# Stihl sg20



## kolbasz (Jun 7, 2017)

Anyone know how to remove these? Trying to replace the hose and wand, hit a snag


----------



## Ware (Jan 28, 2017)




----------



## Greendoc (Mar 24, 2018)

Side cutter pliars. Those are one time use Oetiker crimps. Use normal hose clamps for the replacement.


----------



## MasterMech (Sep 24, 2017)

You could use pinch clamps for the replacement as well. I hate "normal" worm drive hose clamps. Just a thing. Mostly I can't stand the tails.


----------



## kolbasz (Jun 7, 2017)

What a fight!

@ware what do you think about the hose length of the sg20, is it worth making it longer or is stock enough.
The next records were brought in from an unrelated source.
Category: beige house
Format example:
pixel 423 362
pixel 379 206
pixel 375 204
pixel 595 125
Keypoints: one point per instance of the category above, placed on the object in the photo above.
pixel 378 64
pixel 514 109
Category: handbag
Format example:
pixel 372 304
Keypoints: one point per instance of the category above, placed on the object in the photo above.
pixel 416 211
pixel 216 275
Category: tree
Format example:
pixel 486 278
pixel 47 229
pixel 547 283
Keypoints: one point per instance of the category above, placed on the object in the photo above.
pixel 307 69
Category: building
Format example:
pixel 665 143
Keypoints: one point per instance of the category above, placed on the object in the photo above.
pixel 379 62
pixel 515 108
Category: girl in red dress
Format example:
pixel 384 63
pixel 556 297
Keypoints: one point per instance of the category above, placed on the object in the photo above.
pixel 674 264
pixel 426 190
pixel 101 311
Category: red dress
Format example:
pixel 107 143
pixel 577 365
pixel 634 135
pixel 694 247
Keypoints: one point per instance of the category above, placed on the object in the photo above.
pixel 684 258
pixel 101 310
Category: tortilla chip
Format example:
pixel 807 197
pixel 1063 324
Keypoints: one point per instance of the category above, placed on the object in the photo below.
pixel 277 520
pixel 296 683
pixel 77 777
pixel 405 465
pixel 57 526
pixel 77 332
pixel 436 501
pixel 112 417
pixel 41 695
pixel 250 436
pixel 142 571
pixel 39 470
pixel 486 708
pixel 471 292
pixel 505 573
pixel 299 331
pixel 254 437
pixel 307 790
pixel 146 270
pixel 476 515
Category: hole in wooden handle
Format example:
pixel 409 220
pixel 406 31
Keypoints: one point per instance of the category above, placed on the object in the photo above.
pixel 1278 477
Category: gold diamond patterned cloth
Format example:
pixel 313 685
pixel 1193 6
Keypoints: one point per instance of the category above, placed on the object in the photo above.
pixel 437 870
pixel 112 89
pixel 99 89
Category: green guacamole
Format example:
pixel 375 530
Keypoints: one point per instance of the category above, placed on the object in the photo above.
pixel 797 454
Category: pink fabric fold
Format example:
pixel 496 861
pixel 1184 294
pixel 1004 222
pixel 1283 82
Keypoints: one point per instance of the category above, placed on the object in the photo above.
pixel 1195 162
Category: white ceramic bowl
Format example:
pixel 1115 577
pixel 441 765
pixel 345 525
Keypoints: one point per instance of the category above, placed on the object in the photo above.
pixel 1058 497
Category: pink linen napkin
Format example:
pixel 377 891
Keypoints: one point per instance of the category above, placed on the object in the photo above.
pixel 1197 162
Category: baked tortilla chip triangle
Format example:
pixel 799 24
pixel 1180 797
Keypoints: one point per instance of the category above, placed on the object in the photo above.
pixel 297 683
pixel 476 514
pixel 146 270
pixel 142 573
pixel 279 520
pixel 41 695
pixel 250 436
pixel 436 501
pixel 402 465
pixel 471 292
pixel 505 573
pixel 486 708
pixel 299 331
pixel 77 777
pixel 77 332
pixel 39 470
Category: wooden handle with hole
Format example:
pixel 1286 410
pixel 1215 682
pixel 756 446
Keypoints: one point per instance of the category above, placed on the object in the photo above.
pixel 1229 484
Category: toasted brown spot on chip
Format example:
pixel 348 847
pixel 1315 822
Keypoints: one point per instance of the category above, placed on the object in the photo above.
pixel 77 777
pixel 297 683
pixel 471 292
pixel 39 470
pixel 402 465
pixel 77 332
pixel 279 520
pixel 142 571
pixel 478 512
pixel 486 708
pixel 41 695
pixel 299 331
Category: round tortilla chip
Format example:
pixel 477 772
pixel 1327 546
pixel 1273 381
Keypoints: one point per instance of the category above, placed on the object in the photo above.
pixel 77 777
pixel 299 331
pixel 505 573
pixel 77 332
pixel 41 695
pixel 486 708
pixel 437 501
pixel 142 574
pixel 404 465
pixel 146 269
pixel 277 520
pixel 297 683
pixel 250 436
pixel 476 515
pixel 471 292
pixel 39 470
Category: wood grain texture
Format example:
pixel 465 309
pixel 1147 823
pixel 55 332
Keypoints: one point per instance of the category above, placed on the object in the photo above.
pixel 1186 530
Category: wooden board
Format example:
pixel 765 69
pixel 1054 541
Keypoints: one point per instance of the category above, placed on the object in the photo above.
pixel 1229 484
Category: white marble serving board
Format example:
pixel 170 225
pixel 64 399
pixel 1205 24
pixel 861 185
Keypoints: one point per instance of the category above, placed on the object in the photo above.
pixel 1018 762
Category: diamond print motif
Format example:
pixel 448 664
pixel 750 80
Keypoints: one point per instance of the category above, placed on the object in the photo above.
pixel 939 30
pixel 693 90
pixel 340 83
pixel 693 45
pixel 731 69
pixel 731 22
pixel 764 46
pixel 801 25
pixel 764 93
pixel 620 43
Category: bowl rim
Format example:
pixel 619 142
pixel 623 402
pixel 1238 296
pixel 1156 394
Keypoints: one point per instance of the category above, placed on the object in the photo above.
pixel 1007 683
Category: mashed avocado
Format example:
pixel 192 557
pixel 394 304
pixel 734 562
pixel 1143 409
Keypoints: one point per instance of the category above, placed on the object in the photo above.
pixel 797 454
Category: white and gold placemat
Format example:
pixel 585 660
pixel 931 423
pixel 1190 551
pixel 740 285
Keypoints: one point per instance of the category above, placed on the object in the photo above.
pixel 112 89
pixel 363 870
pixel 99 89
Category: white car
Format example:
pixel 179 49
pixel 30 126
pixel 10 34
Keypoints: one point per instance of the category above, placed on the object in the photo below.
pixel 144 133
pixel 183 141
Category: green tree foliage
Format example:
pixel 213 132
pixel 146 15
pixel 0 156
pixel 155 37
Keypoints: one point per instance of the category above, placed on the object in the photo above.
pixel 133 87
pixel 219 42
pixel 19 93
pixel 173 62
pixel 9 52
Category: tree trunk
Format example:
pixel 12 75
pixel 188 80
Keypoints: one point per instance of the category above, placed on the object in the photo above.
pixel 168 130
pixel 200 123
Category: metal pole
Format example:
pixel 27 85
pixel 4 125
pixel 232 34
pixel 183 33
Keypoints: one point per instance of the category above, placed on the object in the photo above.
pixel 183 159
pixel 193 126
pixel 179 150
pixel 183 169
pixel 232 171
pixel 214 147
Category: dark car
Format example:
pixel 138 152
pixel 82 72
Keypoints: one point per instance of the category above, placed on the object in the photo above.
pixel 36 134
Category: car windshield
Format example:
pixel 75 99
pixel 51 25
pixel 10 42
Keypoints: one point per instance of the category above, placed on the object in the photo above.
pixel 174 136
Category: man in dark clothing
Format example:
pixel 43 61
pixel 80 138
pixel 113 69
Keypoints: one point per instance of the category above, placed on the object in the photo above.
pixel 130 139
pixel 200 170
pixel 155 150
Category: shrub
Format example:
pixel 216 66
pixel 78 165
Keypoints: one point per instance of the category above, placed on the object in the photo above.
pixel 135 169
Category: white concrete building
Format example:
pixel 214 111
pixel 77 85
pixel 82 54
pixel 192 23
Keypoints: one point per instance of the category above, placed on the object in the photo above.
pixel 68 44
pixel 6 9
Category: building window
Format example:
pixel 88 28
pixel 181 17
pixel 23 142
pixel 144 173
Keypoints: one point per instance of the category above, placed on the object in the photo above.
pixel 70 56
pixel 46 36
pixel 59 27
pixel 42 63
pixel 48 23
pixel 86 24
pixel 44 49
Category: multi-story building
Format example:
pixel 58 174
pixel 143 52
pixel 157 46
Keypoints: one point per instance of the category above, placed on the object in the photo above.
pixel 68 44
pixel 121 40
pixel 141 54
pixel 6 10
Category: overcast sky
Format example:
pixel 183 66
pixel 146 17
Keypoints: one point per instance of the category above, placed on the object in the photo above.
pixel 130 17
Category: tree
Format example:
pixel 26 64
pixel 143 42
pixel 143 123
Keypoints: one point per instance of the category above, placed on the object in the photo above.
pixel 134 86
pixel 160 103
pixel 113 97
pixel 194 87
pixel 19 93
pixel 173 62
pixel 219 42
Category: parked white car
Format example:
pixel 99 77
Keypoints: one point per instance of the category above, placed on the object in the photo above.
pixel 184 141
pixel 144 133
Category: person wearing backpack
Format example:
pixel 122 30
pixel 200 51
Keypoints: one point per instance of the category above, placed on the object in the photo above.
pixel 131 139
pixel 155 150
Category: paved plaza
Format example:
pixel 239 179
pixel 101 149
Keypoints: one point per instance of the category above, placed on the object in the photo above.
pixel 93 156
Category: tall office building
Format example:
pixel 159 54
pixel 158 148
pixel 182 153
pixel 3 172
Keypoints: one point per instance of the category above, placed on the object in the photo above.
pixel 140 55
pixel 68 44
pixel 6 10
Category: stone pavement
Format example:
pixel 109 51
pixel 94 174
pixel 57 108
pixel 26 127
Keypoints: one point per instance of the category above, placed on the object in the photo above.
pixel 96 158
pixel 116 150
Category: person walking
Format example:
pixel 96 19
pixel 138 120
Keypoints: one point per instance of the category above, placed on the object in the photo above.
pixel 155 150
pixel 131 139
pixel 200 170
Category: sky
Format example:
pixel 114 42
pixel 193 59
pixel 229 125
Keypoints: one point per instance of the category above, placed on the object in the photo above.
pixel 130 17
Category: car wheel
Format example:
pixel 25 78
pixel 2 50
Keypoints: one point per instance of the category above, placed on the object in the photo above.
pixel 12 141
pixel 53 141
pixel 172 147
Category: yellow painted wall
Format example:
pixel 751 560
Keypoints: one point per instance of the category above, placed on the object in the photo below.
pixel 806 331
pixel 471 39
I Never had an issue with stock length, but curious from your experience


----------



## MasterMech (Sep 24, 2017)

If you have a dremel with cut-off wheels, they make short work of those clamps.


----------



## Ware (Jan 28, 2017)

kolbasz said:


> What a fight!
> 
> ware what do you think about the hose length of the sg20, is it worth making it longer or is stock enough. I Never had an issue with stock length, but curious from your experience


If you're only replacing the wand you could just cut the hose behind the clamp. You won't ever notice that it is an inch shorter. I didn't replace the hose when I upgraded the wand on my SG20.

+1 on preferring the pinch clamps.


----------



## kolbasz (Jun 7, 2017)

I plan to make it portable via quick disconnects for my 2 gallon too


----------



## kolbasz (Jun 7, 2017)

I'll just measure to the same length then


----------